Research Pipeline and Organizational Structure

OpenAI runs a bifurcated research structure by design. A product research org owns release cadence and draws from the broader research organization. Exploratory research is deliberately insulated from shipping pressure, described as a "lazier pipeline" in the sense of giving ideas room to mature. The long-term architectural vision is what OpenAI calls organizational AI, the top tier of its AGI levels framework: collections of specialized agents collaborating toward shared goals, analogous to how a company functions. Chen treats this as more tractable than scaling a single large model and says it is an active area of exploration.

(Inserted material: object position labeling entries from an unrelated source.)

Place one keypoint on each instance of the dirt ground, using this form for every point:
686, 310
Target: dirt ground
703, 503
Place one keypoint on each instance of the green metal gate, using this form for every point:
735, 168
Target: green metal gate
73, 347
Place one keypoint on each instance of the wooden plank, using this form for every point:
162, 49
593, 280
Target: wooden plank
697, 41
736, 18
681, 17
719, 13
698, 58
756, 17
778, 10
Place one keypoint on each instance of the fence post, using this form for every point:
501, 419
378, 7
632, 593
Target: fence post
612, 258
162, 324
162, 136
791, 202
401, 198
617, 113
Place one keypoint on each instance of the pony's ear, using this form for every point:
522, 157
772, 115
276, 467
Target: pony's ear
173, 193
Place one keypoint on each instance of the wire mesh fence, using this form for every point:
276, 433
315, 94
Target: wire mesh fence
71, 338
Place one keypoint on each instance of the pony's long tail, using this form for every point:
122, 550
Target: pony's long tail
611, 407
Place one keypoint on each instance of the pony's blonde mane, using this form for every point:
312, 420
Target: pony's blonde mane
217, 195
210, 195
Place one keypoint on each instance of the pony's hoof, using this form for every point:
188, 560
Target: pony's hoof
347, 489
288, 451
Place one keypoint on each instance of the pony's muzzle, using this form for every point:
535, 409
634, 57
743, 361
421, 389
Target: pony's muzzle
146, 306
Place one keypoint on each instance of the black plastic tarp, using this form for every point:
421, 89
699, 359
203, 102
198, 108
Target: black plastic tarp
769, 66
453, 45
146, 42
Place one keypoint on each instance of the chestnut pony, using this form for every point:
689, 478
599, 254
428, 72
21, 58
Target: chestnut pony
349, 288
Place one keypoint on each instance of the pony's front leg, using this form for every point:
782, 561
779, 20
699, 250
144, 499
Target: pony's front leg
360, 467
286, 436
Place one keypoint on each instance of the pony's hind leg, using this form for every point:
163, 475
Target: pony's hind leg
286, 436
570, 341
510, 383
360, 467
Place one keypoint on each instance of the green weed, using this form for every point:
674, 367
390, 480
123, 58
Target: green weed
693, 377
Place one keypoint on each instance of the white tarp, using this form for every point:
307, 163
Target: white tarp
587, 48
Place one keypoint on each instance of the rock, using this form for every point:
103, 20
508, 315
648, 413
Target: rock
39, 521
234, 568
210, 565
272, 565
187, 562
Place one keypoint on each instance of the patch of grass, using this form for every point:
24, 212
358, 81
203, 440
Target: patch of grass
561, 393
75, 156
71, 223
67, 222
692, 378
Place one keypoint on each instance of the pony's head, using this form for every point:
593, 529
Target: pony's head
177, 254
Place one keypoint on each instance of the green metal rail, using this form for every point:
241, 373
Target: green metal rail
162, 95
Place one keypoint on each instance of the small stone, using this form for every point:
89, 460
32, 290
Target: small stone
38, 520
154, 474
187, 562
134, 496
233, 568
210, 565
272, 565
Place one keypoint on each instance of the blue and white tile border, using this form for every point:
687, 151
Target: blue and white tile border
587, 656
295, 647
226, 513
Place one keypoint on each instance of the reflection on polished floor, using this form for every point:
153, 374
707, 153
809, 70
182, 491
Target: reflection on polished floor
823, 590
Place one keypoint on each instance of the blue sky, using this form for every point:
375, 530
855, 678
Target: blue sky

On novel scientific discovery, Chen acknowledges the models are not yet at the theory-building frontier but argues they are already contributing meaningfully to the mechanical, problem-solving layer of mathematics and science — reducing known subproblems, simplifying expressions, and producing solutions that do not pattern-match to prior examples. The roadmap is to extend that capability toward hypothesis generation.